Activists Eye Senior Living Sector
06/29/2016 9:00 am EST
The senior living sector has a lot going for it right now; first and foremost are demographic trends, with the number of seniors in the US expected to rise dramatically in the coming decades, suggests George Putnam, editor The Turnaround Letter.
In addition, the industry remains quite fragmented with many senior living units run by small local operators. This means that public companies in the sector can continue to grow by acquisition, and eventually even these may become acquisition targets.
Yet in spite of these favorable factors, most of the more focused senior living stocks have performed relatively poorly over the last year and half or so as investors worry over rising interest rates and changes in Medicare and Medicaid rules.
We believe that the positive forces affecting the senior living sector stocks outweigh the negatives, and the weakness in the stocks presents a buying opportunity. And we do not appear to be alone, as the sector has attracted activist shareholders.
Brookdale Senior Living (BKD) is far and away the largest provider of senior living services, and the only one with a truly national presence with 1,123 communities in 47 states.
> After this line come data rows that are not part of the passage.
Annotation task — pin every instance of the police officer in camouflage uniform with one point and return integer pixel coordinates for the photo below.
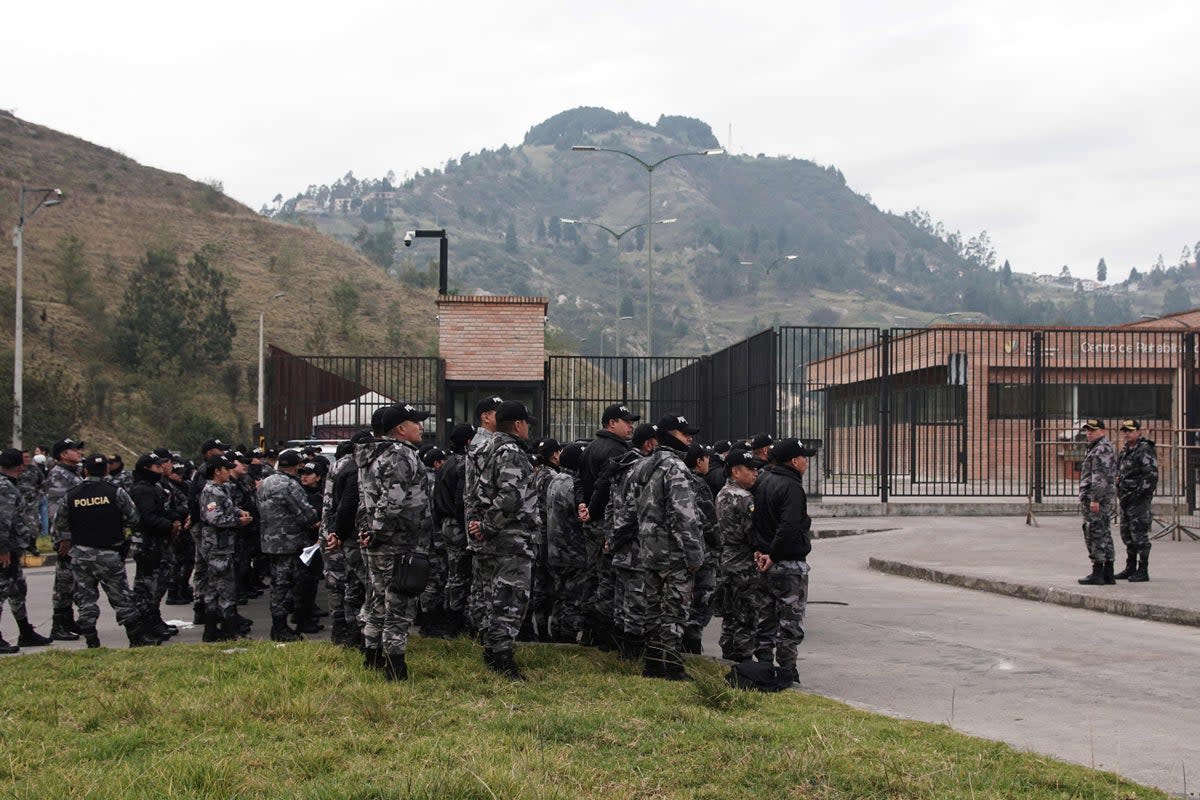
(670, 545)
(288, 521)
(1097, 494)
(396, 539)
(705, 581)
(220, 524)
(567, 553)
(90, 525)
(63, 476)
(450, 510)
(738, 571)
(17, 529)
(504, 530)
(1137, 481)
(629, 583)
(781, 535)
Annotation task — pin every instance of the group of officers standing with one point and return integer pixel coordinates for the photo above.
(627, 542)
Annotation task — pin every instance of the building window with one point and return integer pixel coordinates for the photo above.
(1080, 401)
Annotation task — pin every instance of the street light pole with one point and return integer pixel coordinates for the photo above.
(618, 236)
(262, 360)
(649, 167)
(49, 197)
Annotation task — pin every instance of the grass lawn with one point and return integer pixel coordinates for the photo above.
(306, 721)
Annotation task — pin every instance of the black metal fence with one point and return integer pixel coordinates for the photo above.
(331, 397)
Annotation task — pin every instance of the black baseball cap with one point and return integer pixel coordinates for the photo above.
(643, 433)
(514, 411)
(743, 458)
(65, 444)
(487, 404)
(677, 422)
(394, 415)
(787, 449)
(618, 411)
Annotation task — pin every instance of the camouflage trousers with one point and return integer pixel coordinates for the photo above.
(13, 588)
(509, 579)
(389, 614)
(95, 567)
(433, 599)
(346, 579)
(1098, 534)
(64, 583)
(215, 553)
(667, 606)
(457, 566)
(743, 596)
(567, 608)
(1135, 521)
(702, 595)
(779, 623)
(287, 576)
(629, 602)
(151, 571)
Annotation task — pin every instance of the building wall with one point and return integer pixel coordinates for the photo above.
(492, 337)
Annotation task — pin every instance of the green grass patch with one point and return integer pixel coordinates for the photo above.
(307, 721)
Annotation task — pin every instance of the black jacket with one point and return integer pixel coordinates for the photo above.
(781, 527)
(594, 463)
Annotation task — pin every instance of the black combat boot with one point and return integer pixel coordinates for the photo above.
(137, 635)
(1143, 573)
(213, 631)
(281, 632)
(1131, 564)
(29, 637)
(394, 667)
(1097, 577)
(60, 629)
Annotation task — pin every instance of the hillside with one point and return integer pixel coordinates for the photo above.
(856, 264)
(117, 211)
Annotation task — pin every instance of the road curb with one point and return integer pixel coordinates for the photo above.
(1042, 594)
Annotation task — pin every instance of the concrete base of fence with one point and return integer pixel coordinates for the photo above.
(1056, 595)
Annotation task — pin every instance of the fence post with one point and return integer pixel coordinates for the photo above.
(1038, 421)
(885, 428)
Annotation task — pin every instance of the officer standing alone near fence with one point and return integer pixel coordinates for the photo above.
(1137, 481)
(1097, 491)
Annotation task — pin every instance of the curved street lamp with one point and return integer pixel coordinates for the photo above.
(618, 236)
(48, 197)
(649, 167)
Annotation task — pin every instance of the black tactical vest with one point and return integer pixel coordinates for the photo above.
(93, 515)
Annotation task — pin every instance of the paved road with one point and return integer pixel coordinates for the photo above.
(1099, 690)
(1093, 689)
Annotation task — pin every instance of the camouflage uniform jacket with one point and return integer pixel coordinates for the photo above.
(480, 450)
(1137, 471)
(623, 509)
(397, 500)
(669, 524)
(565, 546)
(60, 481)
(507, 504)
(287, 516)
(1098, 473)
(735, 513)
(219, 516)
(13, 521)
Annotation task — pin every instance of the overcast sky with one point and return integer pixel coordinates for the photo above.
(1069, 131)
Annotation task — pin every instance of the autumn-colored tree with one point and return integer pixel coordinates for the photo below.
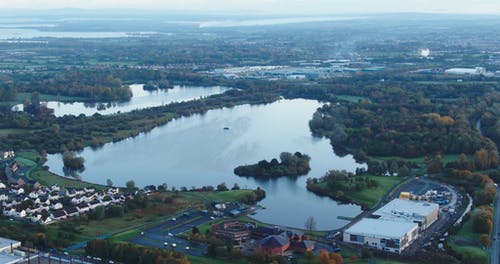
(481, 159)
(485, 240)
(324, 258)
(337, 258)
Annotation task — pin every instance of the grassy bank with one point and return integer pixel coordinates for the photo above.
(367, 197)
(34, 163)
(472, 248)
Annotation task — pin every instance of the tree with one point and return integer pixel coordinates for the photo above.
(485, 240)
(222, 187)
(72, 162)
(404, 171)
(99, 213)
(481, 159)
(310, 224)
(130, 185)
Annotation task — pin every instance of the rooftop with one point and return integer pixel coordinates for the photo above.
(5, 243)
(381, 227)
(4, 258)
(402, 207)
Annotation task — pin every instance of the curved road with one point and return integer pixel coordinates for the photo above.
(495, 245)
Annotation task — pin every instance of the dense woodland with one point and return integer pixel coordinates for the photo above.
(397, 121)
(291, 165)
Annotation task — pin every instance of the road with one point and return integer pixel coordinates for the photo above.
(165, 234)
(495, 245)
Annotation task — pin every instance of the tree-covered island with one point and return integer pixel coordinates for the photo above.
(291, 165)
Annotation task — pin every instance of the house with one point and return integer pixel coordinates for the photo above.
(4, 195)
(82, 208)
(35, 218)
(20, 213)
(8, 154)
(113, 191)
(56, 206)
(302, 246)
(264, 231)
(236, 231)
(17, 191)
(93, 204)
(58, 215)
(45, 220)
(54, 196)
(72, 211)
(274, 245)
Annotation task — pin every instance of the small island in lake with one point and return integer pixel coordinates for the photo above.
(291, 165)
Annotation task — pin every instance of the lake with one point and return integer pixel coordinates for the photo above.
(140, 99)
(198, 151)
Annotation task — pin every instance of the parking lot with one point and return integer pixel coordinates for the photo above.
(450, 210)
(164, 235)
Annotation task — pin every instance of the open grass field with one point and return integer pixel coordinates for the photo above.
(476, 252)
(371, 196)
(420, 160)
(228, 196)
(206, 260)
(350, 98)
(467, 233)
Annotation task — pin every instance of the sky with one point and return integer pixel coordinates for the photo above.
(274, 6)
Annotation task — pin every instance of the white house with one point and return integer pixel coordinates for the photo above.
(56, 206)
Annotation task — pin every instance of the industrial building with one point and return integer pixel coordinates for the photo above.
(387, 235)
(420, 212)
(466, 71)
(393, 227)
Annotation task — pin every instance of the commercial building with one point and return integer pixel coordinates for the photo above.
(386, 235)
(393, 227)
(420, 212)
(466, 71)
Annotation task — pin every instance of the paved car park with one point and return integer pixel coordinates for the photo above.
(164, 235)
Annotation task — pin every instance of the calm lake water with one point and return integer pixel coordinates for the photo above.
(141, 99)
(197, 151)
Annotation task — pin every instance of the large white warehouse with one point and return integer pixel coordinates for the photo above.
(466, 71)
(393, 227)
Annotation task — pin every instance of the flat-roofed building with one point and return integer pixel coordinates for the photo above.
(420, 212)
(385, 235)
(7, 245)
(394, 226)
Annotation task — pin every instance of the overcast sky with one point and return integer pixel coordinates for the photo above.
(274, 6)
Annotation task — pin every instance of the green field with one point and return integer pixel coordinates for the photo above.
(21, 97)
(228, 196)
(466, 232)
(369, 197)
(350, 98)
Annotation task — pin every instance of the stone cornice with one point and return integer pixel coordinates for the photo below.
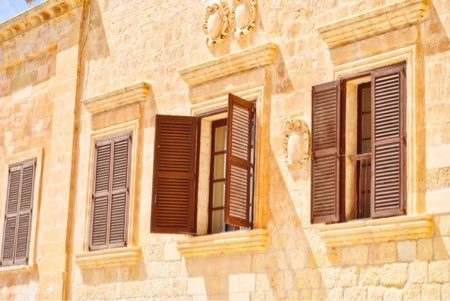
(108, 258)
(118, 98)
(35, 16)
(243, 60)
(223, 243)
(387, 18)
(377, 230)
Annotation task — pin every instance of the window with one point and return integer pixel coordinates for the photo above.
(175, 176)
(18, 213)
(358, 132)
(110, 193)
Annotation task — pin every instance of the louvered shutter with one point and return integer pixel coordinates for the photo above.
(119, 191)
(18, 213)
(174, 175)
(327, 143)
(100, 195)
(388, 143)
(237, 186)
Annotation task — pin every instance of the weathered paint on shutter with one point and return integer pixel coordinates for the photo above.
(327, 144)
(100, 195)
(18, 213)
(174, 177)
(237, 187)
(388, 143)
(120, 182)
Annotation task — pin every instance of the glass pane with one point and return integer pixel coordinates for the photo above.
(217, 221)
(221, 138)
(219, 166)
(219, 194)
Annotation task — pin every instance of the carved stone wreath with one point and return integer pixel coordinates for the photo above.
(297, 142)
(216, 23)
(244, 15)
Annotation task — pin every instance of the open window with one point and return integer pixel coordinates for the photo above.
(359, 138)
(177, 156)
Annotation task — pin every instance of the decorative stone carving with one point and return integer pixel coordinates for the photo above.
(216, 23)
(296, 142)
(244, 15)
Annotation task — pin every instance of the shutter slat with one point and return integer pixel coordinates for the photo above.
(174, 179)
(388, 143)
(326, 165)
(238, 163)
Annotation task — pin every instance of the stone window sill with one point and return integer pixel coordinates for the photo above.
(109, 258)
(24, 268)
(223, 243)
(377, 230)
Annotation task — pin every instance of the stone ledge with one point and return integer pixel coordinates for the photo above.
(377, 230)
(118, 98)
(387, 18)
(244, 60)
(35, 16)
(14, 269)
(223, 243)
(109, 258)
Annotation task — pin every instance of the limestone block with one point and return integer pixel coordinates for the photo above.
(418, 272)
(394, 275)
(438, 271)
(407, 250)
(355, 293)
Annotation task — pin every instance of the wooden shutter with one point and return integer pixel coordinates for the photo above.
(388, 143)
(18, 213)
(174, 175)
(328, 145)
(237, 186)
(110, 193)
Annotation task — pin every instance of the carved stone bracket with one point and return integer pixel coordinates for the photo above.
(297, 142)
(244, 14)
(216, 23)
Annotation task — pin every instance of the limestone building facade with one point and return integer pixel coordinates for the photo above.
(226, 150)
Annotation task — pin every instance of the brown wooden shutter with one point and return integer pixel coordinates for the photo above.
(327, 164)
(18, 213)
(237, 186)
(388, 143)
(174, 176)
(111, 193)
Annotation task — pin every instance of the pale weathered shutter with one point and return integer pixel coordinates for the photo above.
(25, 208)
(388, 143)
(238, 164)
(18, 213)
(174, 176)
(327, 163)
(100, 195)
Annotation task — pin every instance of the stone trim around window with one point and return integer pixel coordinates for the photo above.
(378, 21)
(37, 153)
(377, 230)
(224, 243)
(243, 60)
(121, 97)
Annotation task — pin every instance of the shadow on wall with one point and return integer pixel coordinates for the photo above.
(437, 38)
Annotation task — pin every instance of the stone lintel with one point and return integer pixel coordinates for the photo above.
(390, 17)
(243, 60)
(35, 16)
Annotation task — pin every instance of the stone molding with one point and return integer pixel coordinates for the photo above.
(244, 60)
(109, 257)
(387, 18)
(223, 243)
(118, 98)
(377, 230)
(36, 16)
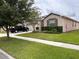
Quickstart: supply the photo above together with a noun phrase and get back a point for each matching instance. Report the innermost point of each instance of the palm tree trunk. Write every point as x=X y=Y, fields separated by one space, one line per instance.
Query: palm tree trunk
x=7 y=31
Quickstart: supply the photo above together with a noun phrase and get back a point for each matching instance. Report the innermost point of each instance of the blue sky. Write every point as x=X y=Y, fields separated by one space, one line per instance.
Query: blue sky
x=63 y=7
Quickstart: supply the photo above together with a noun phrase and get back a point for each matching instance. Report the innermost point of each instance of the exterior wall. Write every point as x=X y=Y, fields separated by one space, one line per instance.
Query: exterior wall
x=67 y=24
x=59 y=21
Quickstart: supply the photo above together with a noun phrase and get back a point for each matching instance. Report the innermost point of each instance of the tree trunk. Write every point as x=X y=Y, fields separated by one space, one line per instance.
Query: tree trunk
x=7 y=31
x=33 y=28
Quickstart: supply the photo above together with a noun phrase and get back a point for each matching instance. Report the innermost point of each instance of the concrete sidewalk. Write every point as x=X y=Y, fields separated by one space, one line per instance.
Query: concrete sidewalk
x=52 y=43
x=13 y=34
x=3 y=54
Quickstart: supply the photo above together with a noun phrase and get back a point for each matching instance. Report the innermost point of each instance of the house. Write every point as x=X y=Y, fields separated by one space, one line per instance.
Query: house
x=67 y=23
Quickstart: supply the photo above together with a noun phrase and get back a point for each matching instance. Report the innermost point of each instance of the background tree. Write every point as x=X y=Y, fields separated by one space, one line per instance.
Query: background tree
x=15 y=11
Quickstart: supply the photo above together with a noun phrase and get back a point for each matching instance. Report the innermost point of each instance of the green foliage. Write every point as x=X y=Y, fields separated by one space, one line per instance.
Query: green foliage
x=13 y=12
x=57 y=29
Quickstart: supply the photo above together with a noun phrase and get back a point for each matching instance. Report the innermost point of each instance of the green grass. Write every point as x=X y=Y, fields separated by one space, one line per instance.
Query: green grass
x=70 y=37
x=21 y=49
x=2 y=32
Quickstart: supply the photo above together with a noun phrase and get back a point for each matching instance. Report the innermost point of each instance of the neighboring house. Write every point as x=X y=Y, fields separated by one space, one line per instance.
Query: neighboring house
x=67 y=23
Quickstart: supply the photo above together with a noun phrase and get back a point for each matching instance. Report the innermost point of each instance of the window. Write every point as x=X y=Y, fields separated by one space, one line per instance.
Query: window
x=52 y=22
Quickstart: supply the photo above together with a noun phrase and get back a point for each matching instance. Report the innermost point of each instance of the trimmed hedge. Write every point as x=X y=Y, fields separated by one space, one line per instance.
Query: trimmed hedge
x=57 y=29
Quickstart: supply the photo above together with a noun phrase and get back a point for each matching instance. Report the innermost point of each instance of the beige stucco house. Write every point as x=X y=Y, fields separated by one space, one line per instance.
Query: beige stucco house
x=67 y=23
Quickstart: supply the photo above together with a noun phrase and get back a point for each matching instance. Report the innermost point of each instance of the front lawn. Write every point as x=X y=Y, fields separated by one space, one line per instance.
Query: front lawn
x=21 y=49
x=70 y=37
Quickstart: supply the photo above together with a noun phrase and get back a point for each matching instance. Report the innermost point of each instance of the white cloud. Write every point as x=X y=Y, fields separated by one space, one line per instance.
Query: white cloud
x=65 y=7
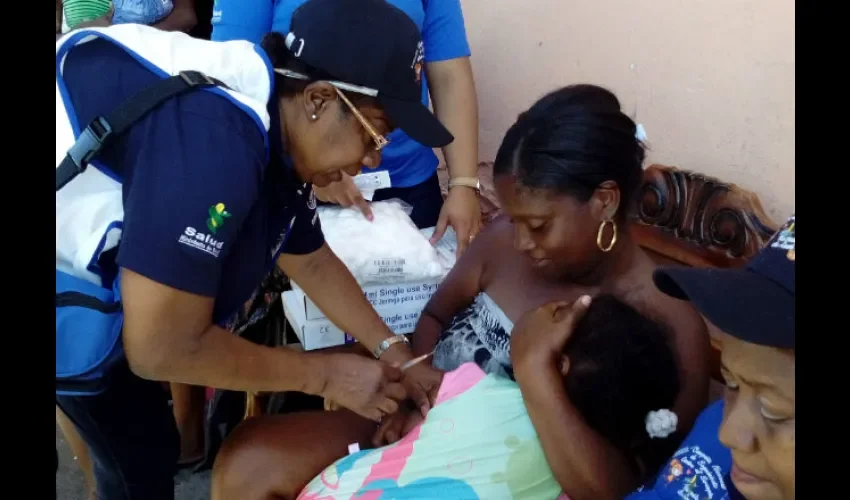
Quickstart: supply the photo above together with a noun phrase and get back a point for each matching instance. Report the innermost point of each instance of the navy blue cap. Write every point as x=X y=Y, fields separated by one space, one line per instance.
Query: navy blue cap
x=373 y=45
x=755 y=304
They are in each of the top 31 markets with a #1 share in 18.
A $2.8 billion acquisition in 2014 helped achieve that status, but it also brought about integration challenges that management is still working through. The company also has activist shareholders pushing for REIT status.
Brookdale’s size will provide competitive cost and management systems advantages, and their properties are geographically well positioned. Balance sheet debt is largely non-recourse property-level mortgage financings.
The company’s Program Max initiative, which includes renovating and repositioning certain assets, should enhance financial results.
Capital Senior Living (CSU) operated 121 senior living communities in 23 states at the end of 2015. Selective acquisitions –- 57 over the last four years –- have been funded with long-term mortgages, but the balance sheet remains solid.
The company has a conservative 2.7x interest expense coverage ratio, and fully 98% of its debt matures beyond 2020. Management is enhancing returns by, among other things, converting some units to facilitate higher-care occupants with better margins.
An activist group with about 8% of the shares has suggested the company has strategic alternatives to explore.
With directors and executive officers owning over 7% of the company, we suspect that they’ll do what is necessary to create long-term value.